Schon auf den ersten Metern des Halbmarathons merkte ich, dass die Beine gut sind. Ratz fatz kassierte ich einen nach dem anderen ein. Auch die Schotterpiste und die Anstiege im mittleren Teil der Strecke waren überhaupt kein Problem. Ganz im Gegenteil, hier waren die anderen eher sogar noch langsamer.
Außerdem versuchte ich die neue „Dauergel-Taktik“. Das bedeutet, immer ein Gel in der Hand zu haben und es jeweils bis zur nächsten Verpflegungsstelle stückchenweise einzunehmen, sodass immer genug Zuckerlösung im Mund ist. Ich weiß, das ist schlecht für die Zähne. Aber über die Mundschleimhaut geht ein Teil direkt ins Blut, sodass der Blutzuckerspiegel nie zu tief fällt.
Der Halbmarathon hat super geklappt. Ob das nun an der Gel-Taktik lag oder nicht, muss ich noch ein paarmal testen. Jedenfalls konnte ich die hohe Pace bis ins Ziel halten. Am Ende war es die 14.-schnellste Laufzeit aller Teilnehmer, hätte ich nicht gedacht.
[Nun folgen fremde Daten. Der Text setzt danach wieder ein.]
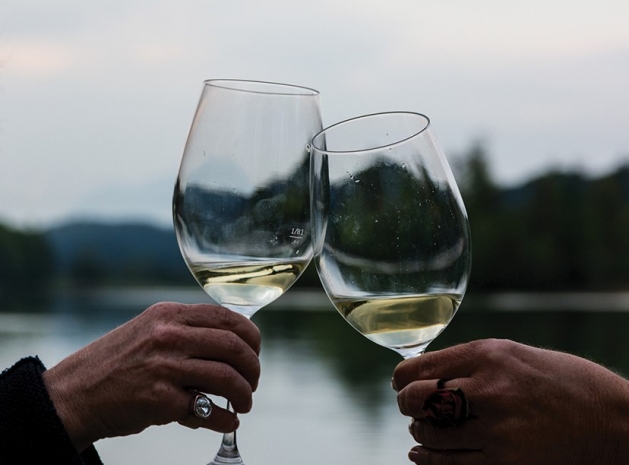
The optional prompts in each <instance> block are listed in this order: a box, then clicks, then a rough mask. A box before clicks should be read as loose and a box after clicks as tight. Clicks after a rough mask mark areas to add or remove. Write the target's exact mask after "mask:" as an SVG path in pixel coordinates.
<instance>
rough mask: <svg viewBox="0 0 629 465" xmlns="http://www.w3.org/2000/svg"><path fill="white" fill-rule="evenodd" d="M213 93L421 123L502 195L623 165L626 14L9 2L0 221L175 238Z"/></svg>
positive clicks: (505, 7) (534, 11) (570, 5)
mask: <svg viewBox="0 0 629 465" xmlns="http://www.w3.org/2000/svg"><path fill="white" fill-rule="evenodd" d="M208 78H242V79H256V80H268V81H279V82H287V83H293V84H301V85H304V86H308V87H314V88H316V89H318V90H320V91H321V103H322V110H323V122H324V125H329V124H332V123H335V122H337V121H340V120H342V119H345V118H348V117H352V116H356V115H359V114H364V113H372V112H376V111H386V110H413V111H419V112H422V113H425V114H427V115H428V116H430V117H431V119H432V122H433V124H434V126H435V129H436V131H437V134H438V136H439V138H440V140H441V142H442V145H443V146H444V149H445V151H446V154H448V155H449V156H450V157H455V156H456V155H458V154H460V153H462V152H463V151H465V150H466V149H467V148H469V146H470V145H471V144H472V142H474V141H476V140H482V141H484V143H485V145H486V147H487V148H488V150H489V153H490V162H491V167H492V171H493V174H494V177H495V179H496V180H497V181H499V182H501V183H507V184H512V183H517V182H520V181H522V180H525V179H527V178H528V177H530V176H532V175H534V174H536V173H539V172H540V171H543V170H545V169H548V168H549V167H556V168H579V169H582V170H584V171H585V170H587V171H588V172H592V173H601V172H606V171H609V170H611V169H613V168H615V167H616V166H618V165H619V164H620V163H622V162H628V161H629V89H628V87H629V2H628V1H627V0H598V1H596V2H594V1H583V0H543V1H542V0H529V1H527V2H512V1H508V0H476V1H469V0H452V1H450V0H441V1H428V0H408V1H407V0H386V1H378V2H376V1H372V0H309V1H303V2H302V1H294V0H291V1H289V0H267V1H265V2H259V1H253V0H249V1H246V0H151V1H150V2H149V1H138V0H109V1H107V2H104V1H93V0H56V1H54V2H52V1H49V0H0V176H1V183H0V221H5V222H10V223H13V224H15V225H18V226H33V227H43V226H47V225H50V224H54V223H57V222H59V221H63V220H65V219H67V218H75V217H79V216H85V215H88V216H90V217H93V218H111V219H118V218H124V219H129V218H133V219H137V220H147V219H148V220H151V221H156V222H159V223H161V224H166V225H168V224H170V222H171V219H170V218H171V207H170V201H171V195H172V188H173V184H174V180H175V177H176V173H177V169H178V166H179V159H180V156H181V153H182V150H183V146H184V143H185V138H186V135H187V131H188V128H189V125H190V122H191V120H192V116H193V113H194V110H195V108H196V104H197V99H198V97H199V95H200V92H201V86H202V82H203V81H204V80H205V79H208Z"/></svg>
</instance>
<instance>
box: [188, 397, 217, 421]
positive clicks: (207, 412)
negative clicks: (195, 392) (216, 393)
mask: <svg viewBox="0 0 629 465" xmlns="http://www.w3.org/2000/svg"><path fill="white" fill-rule="evenodd" d="M212 407H214V404H213V403H212V401H211V400H210V398H209V397H208V396H206V395H203V394H197V395H196V396H195V397H194V401H193V402H192V413H194V415H195V416H196V417H198V418H202V419H204V420H205V419H207V418H209V417H210V415H211V414H212Z"/></svg>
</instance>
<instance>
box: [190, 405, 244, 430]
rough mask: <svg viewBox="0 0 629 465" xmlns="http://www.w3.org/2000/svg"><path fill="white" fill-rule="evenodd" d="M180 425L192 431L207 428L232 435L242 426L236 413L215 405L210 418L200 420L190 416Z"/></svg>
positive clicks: (206, 418)
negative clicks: (181, 425)
mask: <svg viewBox="0 0 629 465" xmlns="http://www.w3.org/2000/svg"><path fill="white" fill-rule="evenodd" d="M178 423H179V424H180V425H183V426H185V427H187V428H192V429H197V428H206V429H211V430H213V431H217V432H219V433H230V432H232V431H236V429H237V428H238V426H239V425H240V420H238V417H237V416H236V415H235V414H234V413H232V412H230V411H228V410H226V409H224V408H222V407H219V406H217V405H216V404H215V403H213V405H212V413H211V414H210V416H209V417H208V418H199V417H197V416H195V415H194V414H189V415H188V416H186V417H185V418H184V419H182V420H179V422H178Z"/></svg>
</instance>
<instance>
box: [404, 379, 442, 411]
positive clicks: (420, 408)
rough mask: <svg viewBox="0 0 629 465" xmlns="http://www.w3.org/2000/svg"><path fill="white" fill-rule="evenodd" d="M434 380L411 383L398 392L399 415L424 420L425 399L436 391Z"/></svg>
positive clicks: (436, 386)
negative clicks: (427, 396)
mask: <svg viewBox="0 0 629 465" xmlns="http://www.w3.org/2000/svg"><path fill="white" fill-rule="evenodd" d="M437 382H438V380H436V379H430V380H421V381H413V382H412V383H410V384H408V385H407V386H406V387H405V388H404V389H402V390H401V391H400V392H398V395H397V401H398V407H399V408H400V413H402V415H406V416H407V417H413V418H424V402H425V400H426V397H427V396H428V395H429V394H430V393H431V392H433V391H434V390H435V389H437Z"/></svg>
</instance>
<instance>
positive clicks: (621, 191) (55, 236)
mask: <svg viewBox="0 0 629 465" xmlns="http://www.w3.org/2000/svg"><path fill="white" fill-rule="evenodd" d="M486 155H487V154H486V151H485V149H484V148H483V146H482V145H480V144H478V145H474V146H472V147H471V148H470V150H469V151H468V153H466V154H464V156H461V157H459V158H458V159H456V161H455V163H454V164H453V165H454V171H455V175H456V177H457V181H458V183H459V186H460V189H461V192H462V195H463V199H464V201H465V204H466V207H467V211H468V214H469V218H470V224H471V230H472V248H473V265H472V275H471V276H472V278H471V281H470V285H469V292H471V293H473V292H477V293H489V292H495V291H571V290H578V291H617V290H627V289H629V165H624V166H621V167H619V168H617V169H616V170H614V171H613V172H611V173H608V174H606V175H603V176H599V177H590V176H587V175H585V174H584V173H580V172H576V171H572V172H566V171H560V170H554V171H549V172H547V173H544V174H542V175H540V176H537V177H535V178H533V179H530V180H529V181H527V182H525V183H523V184H521V185H518V186H510V187H504V186H498V185H497V184H496V183H495V182H494V180H493V179H492V176H491V170H490V166H488V162H487V156H486ZM121 284H127V285H139V284H142V285H196V284H195V282H194V280H193V279H192V277H191V275H190V273H189V272H188V270H187V268H186V266H185V265H184V263H183V260H182V259H181V256H180V253H179V249H178V246H177V244H176V240H175V236H174V232H173V231H172V230H171V229H168V228H162V229H160V228H156V227H153V226H149V225H145V224H119V225H116V224H108V223H100V224H99V223H69V224H66V225H63V226H59V227H55V228H51V229H48V230H42V231H35V230H18V229H15V228H13V227H10V226H8V225H0V300H6V299H10V298H11V296H16V295H19V296H20V298H23V297H24V296H28V297H30V298H34V299H36V298H38V296H41V295H45V294H46V292H47V291H49V290H51V289H54V288H55V287H58V286H78V287H85V286H100V285H121ZM295 286H296V287H318V286H320V284H319V280H318V277H317V275H316V271H315V270H314V267H313V266H310V267H309V268H308V269H307V271H306V272H305V274H304V276H302V278H301V279H300V280H299V281H298V282H297V284H296V285H295Z"/></svg>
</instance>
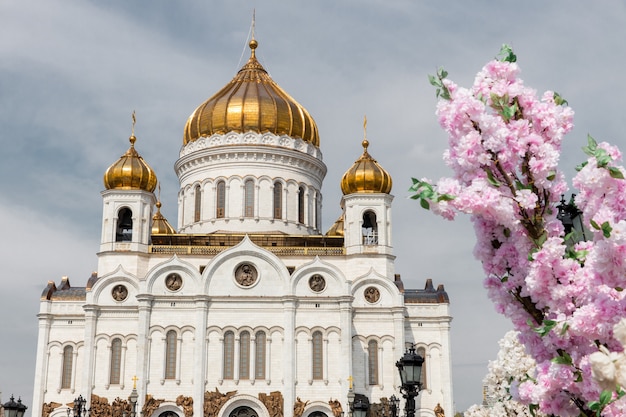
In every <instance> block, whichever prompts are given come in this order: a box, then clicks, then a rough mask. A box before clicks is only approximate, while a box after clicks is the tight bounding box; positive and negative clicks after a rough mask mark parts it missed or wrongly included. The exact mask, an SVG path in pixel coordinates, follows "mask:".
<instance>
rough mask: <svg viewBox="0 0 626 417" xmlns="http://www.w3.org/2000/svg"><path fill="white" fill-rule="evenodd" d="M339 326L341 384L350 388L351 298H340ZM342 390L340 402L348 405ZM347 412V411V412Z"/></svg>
mask: <svg viewBox="0 0 626 417" xmlns="http://www.w3.org/2000/svg"><path fill="white" fill-rule="evenodd" d="M339 311H340V313H339V314H340V324H341V358H342V362H343V366H344V368H343V369H342V371H341V383H342V384H344V383H345V384H346V388H348V387H349V386H350V384H349V382H348V378H351V377H352V296H344V297H341V300H340V301H339ZM346 388H343V389H342V392H344V393H345V394H344V395H345V396H344V397H343V398H342V400H341V402H342V403H343V404H344V405H347V404H348V396H347V394H348V390H347V389H346ZM348 411H349V410H348Z"/></svg>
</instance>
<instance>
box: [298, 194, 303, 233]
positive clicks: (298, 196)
mask: <svg viewBox="0 0 626 417" xmlns="http://www.w3.org/2000/svg"><path fill="white" fill-rule="evenodd" d="M298 222H299V223H302V224H304V188H303V187H300V188H298Z"/></svg>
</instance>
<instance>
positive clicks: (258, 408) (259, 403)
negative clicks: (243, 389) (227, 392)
mask: <svg viewBox="0 0 626 417" xmlns="http://www.w3.org/2000/svg"><path fill="white" fill-rule="evenodd" d="M239 407H248V408H250V409H252V410H253V411H254V412H255V413H256V415H257V416H258V417H270V414H269V412H268V410H267V408H266V407H265V405H264V404H263V403H262V402H261V400H259V399H258V398H256V397H253V396H252V395H247V394H241V395H235V396H233V397H231V398H230V399H229V400H228V401H226V403H225V404H224V405H223V406H222V408H221V409H220V411H219V413H218V415H217V417H230V416H231V414H232V413H233V411H235V410H236V409H237V408H239Z"/></svg>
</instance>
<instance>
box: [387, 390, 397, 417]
mask: <svg viewBox="0 0 626 417" xmlns="http://www.w3.org/2000/svg"><path fill="white" fill-rule="evenodd" d="M399 405H400V399H399V398H398V397H396V396H395V395H392V396H391V397H389V408H390V411H391V417H398V406H399Z"/></svg>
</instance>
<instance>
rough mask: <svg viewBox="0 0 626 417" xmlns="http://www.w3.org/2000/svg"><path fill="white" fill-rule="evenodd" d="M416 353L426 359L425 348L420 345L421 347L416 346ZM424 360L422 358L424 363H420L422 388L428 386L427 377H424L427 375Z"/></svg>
mask: <svg viewBox="0 0 626 417" xmlns="http://www.w3.org/2000/svg"><path fill="white" fill-rule="evenodd" d="M417 354H418V355H420V356H421V357H422V358H424V359H426V349H425V348H423V347H421V348H417ZM426 363H427V362H426V360H424V363H423V364H422V378H421V381H422V389H427V388H428V379H427V378H426V377H427V376H428V375H427V374H426Z"/></svg>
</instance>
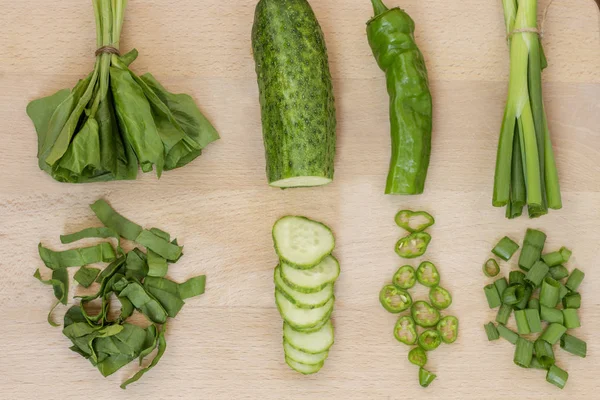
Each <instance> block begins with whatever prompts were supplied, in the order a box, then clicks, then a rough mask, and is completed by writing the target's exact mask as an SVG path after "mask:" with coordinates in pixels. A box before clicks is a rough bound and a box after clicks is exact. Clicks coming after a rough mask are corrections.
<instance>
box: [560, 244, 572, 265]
mask: <svg viewBox="0 0 600 400" xmlns="http://www.w3.org/2000/svg"><path fill="white" fill-rule="evenodd" d="M560 255H561V256H562V258H563V263H566V262H567V261H569V260H570V259H571V256H572V255H573V252H572V251H571V250H569V249H567V248H566V247H561V248H560Z"/></svg>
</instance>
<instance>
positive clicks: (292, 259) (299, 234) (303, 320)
mask: <svg viewBox="0 0 600 400" xmlns="http://www.w3.org/2000/svg"><path fill="white" fill-rule="evenodd" d="M273 241H274V243H275V250H276V251H277V255H278V256H279V265H278V266H277V267H276V268H275V276H274V281H275V303H276V304H277V309H278V310H279V313H280V314H281V317H282V318H283V320H284V323H283V350H284V353H285V362H286V363H287V364H288V365H289V366H290V368H292V369H293V370H295V371H297V372H300V373H301V374H304V375H310V374H315V373H317V372H319V371H320V370H321V368H323V365H324V363H325V360H326V359H327V357H328V356H329V349H330V348H331V346H332V345H333V341H334V338H333V325H332V323H331V314H332V313H333V306H334V303H335V297H334V294H333V288H334V284H335V281H336V280H337V278H338V276H339V275H340V264H339V262H338V261H337V260H336V259H335V257H333V256H332V255H331V252H332V251H333V248H334V246H335V240H334V237H333V233H332V232H331V229H329V228H328V227H327V226H325V225H323V224H321V223H319V222H316V221H312V220H310V219H308V218H304V217H292V216H287V217H283V218H281V219H280V220H278V221H277V222H276V223H275V225H274V226H273Z"/></svg>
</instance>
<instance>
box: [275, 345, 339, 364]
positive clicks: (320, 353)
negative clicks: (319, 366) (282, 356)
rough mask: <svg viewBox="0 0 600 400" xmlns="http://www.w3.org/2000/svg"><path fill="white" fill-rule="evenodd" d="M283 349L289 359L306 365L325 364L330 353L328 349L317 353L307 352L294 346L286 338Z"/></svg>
mask: <svg viewBox="0 0 600 400" xmlns="http://www.w3.org/2000/svg"><path fill="white" fill-rule="evenodd" d="M283 351H284V352H285V356H286V357H288V358H289V359H291V360H293V361H296V362H299V363H302V364H306V365H318V364H323V362H324V361H325V360H326V359H327V356H328V355H329V352H328V351H324V352H322V353H317V354H309V353H306V352H304V351H302V350H298V349H296V348H294V347H293V346H291V345H290V344H289V343H288V342H286V341H285V340H284V341H283Z"/></svg>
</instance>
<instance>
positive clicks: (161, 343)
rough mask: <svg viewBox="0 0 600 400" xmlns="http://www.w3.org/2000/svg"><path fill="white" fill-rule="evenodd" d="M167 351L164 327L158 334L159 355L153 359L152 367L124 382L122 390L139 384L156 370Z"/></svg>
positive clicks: (166, 344) (151, 362) (146, 368)
mask: <svg viewBox="0 0 600 400" xmlns="http://www.w3.org/2000/svg"><path fill="white" fill-rule="evenodd" d="M165 350H167V341H166V340H165V327H163V330H162V331H161V332H160V333H159V334H158V353H156V356H155V357H154V359H152V362H151V363H150V365H149V366H148V367H146V368H144V369H141V370H139V371H138V372H137V373H136V374H135V375H134V376H132V377H131V378H129V379H127V380H126V381H125V382H123V384H121V389H126V388H127V386H129V385H130V384H132V383H134V382H137V381H138V380H139V379H140V378H141V377H142V376H144V374H145V373H146V372H148V371H150V370H151V369H152V368H154V367H155V366H156V364H158V362H159V361H160V359H161V358H162V356H163V354H165Z"/></svg>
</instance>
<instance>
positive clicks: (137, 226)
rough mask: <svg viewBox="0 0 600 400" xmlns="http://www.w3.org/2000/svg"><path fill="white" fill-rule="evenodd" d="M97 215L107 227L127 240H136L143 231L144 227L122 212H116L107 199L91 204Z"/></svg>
mask: <svg viewBox="0 0 600 400" xmlns="http://www.w3.org/2000/svg"><path fill="white" fill-rule="evenodd" d="M90 207H91V209H92V211H94V213H95V214H96V217H98V219H99V220H100V221H102V223H103V224H104V225H105V226H106V227H107V228H110V229H112V230H114V231H115V232H117V233H118V234H119V235H120V236H122V237H124V238H125V239H127V240H134V241H135V239H136V238H137V237H138V236H139V234H140V233H141V232H142V227H141V226H140V225H138V224H136V223H133V222H131V221H130V220H128V219H127V218H125V217H123V216H122V215H121V214H119V213H118V212H116V211H115V210H114V209H113V208H112V207H111V206H110V205H109V204H108V203H107V202H106V201H104V200H102V199H100V200H98V201H96V202H95V203H94V204H92V205H91V206H90Z"/></svg>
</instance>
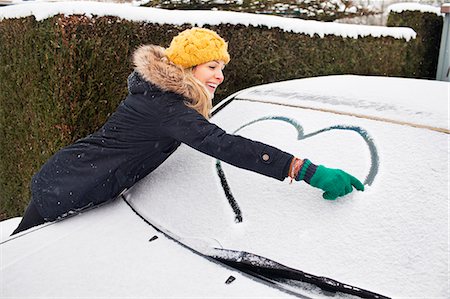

Durch den schnellen Lauf hat es bei den Männern für Platz 41 gereicht. Im Zielzelt gab es dann gute Verpflegung, vor allem leckere Subs. Es war insgesamt ein spannender Wettkampf bei schwierigen Bedingungen vor großartiger Kulisse. Und ja, gelernt habe ich dabei eine Menge – vor allem, was den Schwimm-Part angeht 🙂
Später ging es dann noch zum Wanaka Bakpaka, Ian’s Neo abgeben. Auf dem Weg traf ich noch ein paar der hinteren Läufer von der Langdistanz, die gerade den Marathon absolvierten. Ich feuerte an und sagte, dass sie gleich im Ziel sind – nur, um mit Erstaunen die Antwort zu hören, dass sie noch eine Runde (21 km) zu laufen hätten.
Ganz ehrlich, das ist absurd. Es wurde schon fast dunkel, und diese Leute hatten noch nichtmal die Hälfte der Laufstrecke geschafft. Einer hatte sogar präventiv eine Stirnlampe auf. Das ist kein richtiger Sport mehr, sondern eigentlich nur noch Wahnsinn. Und eine elende, einsame Quälerei, denn am Streckenrand war schon längst keiner mehr zum Zuschauen da (außer die paar Streckenposten, die Nachtschicht schieben mussten).
Abends gingen wir noch schön beim Inder essen. Ein echter Geheimtipp, es heißt Bombay Place. Wir waren daher schon zum zweiten Mal dort. Am nächsten Tag ging es mit der gepackten Radkiste nach Queenstown. Wie die letzten Tage in Neuseeland verliefen, kannst du am Ende meines Rundreise-Beitrags lesen.
Einmalig geniale Aktion! Weiter so.
Danke Malte! Das ganze Training und die Quälerei haben sich gelohnt, im Oktober geht’s nach Kona 🙂 Hoffe dir gehts gut, sag Bescheid wenn du mal in Würzburg bist.